Cerca de mil fiéis assistiam à missa de Ano Novo na igreja dos Santos. O carro com os explosivos estava estacionado diante do templo. A polícia ainda investiga para saber se as bombas estavam dentro do carro ou se foram apenas colocadas sob o veículo durante o culto. A igreja dos Santos já havia sido vítima de um ataque em 2006. Na época, um homem entrou no templo e esfaqueou vários pessoas.

Logo após o atentado o presidente egípcio, Hosni Mubarak, pediu a união de cristãos e muçulmanos face ao terrorismo. Durante sua missa de Ano Novo o papa Bento 16 também criticou o episódio. A França, por meio de um comunicado do ministério das Relações Exteriores, condenou o atentado, lembrando a importância das liberdades fundamentais, como a liberdade religiosa.

As autoridades do país suspeitam da participação da Al-Qaeda no atentado deste sábado. O braço iraquiano do grupo terrorista ameaçou recentemente os copta do Egito.

Minoria discriminada

Pouco depois da explosão dezenas de manifestantes atacaram uma mesquita situada na mesma rua. Cristãos e muçulmanos se confrontaram atirando pedras e garrafas. A polícia teve que intervir com bombas de gás lacrimogêneo para afastar os protestantes.

O bairro de Sidi Bishr, onde se situa a igreja dos Santos, registrou vários confrontos entre as duas comunidades nos últimos dois anos.
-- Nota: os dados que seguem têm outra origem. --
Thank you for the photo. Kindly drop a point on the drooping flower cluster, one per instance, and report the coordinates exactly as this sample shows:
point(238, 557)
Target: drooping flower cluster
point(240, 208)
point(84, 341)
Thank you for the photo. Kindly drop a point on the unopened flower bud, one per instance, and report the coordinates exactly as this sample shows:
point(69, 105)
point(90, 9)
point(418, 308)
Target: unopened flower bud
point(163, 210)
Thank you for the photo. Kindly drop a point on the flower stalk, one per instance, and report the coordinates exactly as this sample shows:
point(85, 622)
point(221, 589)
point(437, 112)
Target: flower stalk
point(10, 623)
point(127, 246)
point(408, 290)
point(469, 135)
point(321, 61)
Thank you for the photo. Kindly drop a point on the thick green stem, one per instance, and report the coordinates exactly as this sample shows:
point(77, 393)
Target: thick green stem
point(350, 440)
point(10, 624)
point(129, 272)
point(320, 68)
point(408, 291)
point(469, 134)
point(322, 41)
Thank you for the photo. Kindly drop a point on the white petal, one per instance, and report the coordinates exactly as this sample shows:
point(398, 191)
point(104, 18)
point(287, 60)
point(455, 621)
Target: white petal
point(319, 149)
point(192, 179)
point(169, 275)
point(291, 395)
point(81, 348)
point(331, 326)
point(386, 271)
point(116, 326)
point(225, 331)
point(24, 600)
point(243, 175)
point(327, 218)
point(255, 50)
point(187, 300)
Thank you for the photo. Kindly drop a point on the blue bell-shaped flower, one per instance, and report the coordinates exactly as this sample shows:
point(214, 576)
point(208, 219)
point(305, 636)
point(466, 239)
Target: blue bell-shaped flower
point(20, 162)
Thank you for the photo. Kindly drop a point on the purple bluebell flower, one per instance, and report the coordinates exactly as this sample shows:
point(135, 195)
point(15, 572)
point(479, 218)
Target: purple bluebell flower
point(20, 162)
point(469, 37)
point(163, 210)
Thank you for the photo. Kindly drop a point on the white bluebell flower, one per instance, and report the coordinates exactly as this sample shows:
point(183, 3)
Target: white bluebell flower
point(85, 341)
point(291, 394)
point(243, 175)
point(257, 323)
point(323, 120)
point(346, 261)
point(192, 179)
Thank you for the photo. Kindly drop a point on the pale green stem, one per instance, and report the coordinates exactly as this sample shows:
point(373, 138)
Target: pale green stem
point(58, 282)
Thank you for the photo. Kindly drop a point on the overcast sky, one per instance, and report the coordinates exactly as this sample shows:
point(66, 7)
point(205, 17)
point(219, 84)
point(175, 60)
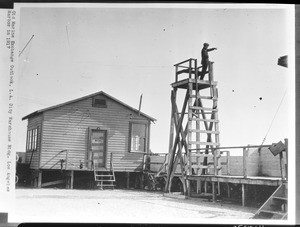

Representando 10% da população do país, os copta do Egito são o mais importante grupo católico do Oriente Médio, uma região onde as tensões entre cristãos e muçulmanos são constantes. Em janeiro de 2009, durante as celebrações do Natal ortodoxo, sete coptas foram mortos, metralhados em um ataque contra uma igreja no sul do país.